Python analysis package

LDMX-Software / fire

Event-by-event processing framework using HDF5 and C++17

https://ldmx-software.github.io/fire/

GNU General Public License v3.0

1 stars 0 forks source link

Python analysis package #27

Open tomeichlersmith opened 2 years ago

tomeichlersmith commented 2 years ago

Goal

I want a user to be able to do the following

import fire.ana
with fire.ana.File('input.h5') as f : 
    for event in f : 
        total_E = sum(event['recon/hits/energy'])

This will make fire explicitly depend on h5py, but only at this module level.

I'm thinking the implementation of this would be similar to the current Framework's EventTree module while using h5py to access the data sets on disk. Similar to the EventTree module, this would only be designed to read fire files. The user could still produce other HDF5 files with direct access to h5py, but those files will not be standardized in the way fire files are. (This is similar to how ROOT-based Python analyses function as well).
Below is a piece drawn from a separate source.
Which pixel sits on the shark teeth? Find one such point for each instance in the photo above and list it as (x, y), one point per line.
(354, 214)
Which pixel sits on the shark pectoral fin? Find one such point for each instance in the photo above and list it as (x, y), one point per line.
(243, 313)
tomeichlersmith commented 2 years ago

Supporting a to_awkward read method would help support some current python analyses

tomeichlersmith commented 2 years ago

I think borrowing (stealing?) some design principles from uproot is beneficial in order to align with some current python analyses (as well as recognizing that uproot is a well designed package).

The main components I see are the following:

Chunk-based loading (what uproot calls "lazy" loading) so that only a few events' data are in memory at a time.
Full loading to get all requested data into a python object in memory
Loading into structures from three popular packages: numpy, pandas, and awkward
Wrapping of numpy-like slicing into loading function (not for improved performance, just to mimic TTree::Draw access pattern)
I/O of binned data (histograms)
File exploration (already supported via h5py methods, perhaps add wrappers to make it more similar to uproot)
Loading of multiple files is done in similar ways as single file (either through complete or chunk loading)
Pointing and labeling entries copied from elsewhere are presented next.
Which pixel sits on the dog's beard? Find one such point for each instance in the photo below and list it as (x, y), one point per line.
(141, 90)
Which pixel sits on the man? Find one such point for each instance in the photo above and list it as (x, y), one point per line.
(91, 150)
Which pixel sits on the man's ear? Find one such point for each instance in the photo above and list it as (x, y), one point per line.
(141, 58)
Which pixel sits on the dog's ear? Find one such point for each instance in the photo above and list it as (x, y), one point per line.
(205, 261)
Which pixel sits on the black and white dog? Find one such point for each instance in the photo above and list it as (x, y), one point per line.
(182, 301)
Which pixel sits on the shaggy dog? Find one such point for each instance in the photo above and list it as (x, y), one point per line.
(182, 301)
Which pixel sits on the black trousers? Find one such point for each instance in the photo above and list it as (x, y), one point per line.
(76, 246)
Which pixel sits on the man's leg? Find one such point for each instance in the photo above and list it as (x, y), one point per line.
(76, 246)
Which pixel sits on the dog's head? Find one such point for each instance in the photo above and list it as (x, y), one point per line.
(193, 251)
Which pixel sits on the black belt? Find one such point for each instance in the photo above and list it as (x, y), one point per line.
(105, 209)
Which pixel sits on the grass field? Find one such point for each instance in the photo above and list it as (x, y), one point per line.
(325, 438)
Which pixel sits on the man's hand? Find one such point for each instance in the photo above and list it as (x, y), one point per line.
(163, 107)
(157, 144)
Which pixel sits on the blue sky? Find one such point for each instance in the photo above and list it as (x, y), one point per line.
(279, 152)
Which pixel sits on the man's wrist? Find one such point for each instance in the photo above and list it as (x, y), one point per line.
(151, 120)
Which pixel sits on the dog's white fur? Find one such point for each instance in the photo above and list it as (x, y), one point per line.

The h5py package backing us allows us to avoid the actual disk reading that uproot needs to implement. What this package would need to focus on is the recursive reconstruction of hierarchical data from the "flattened" data that is within the HDF5 file. This will be similar in structure to the h5::Data class I assume.

tomeichlersmith commented 2 years ago

Awkward

The function ak.zip is probably what we want. This would allow us to choose the objects to load and zip them together into the ragged-array style of awkward.

Pandas

pandas.DataFrame can simply wrap numpy arrays. Will need to test the performance, but that might work the best.

Numpy

This is the default return value of h5py so I doubt anything much heavier is needed.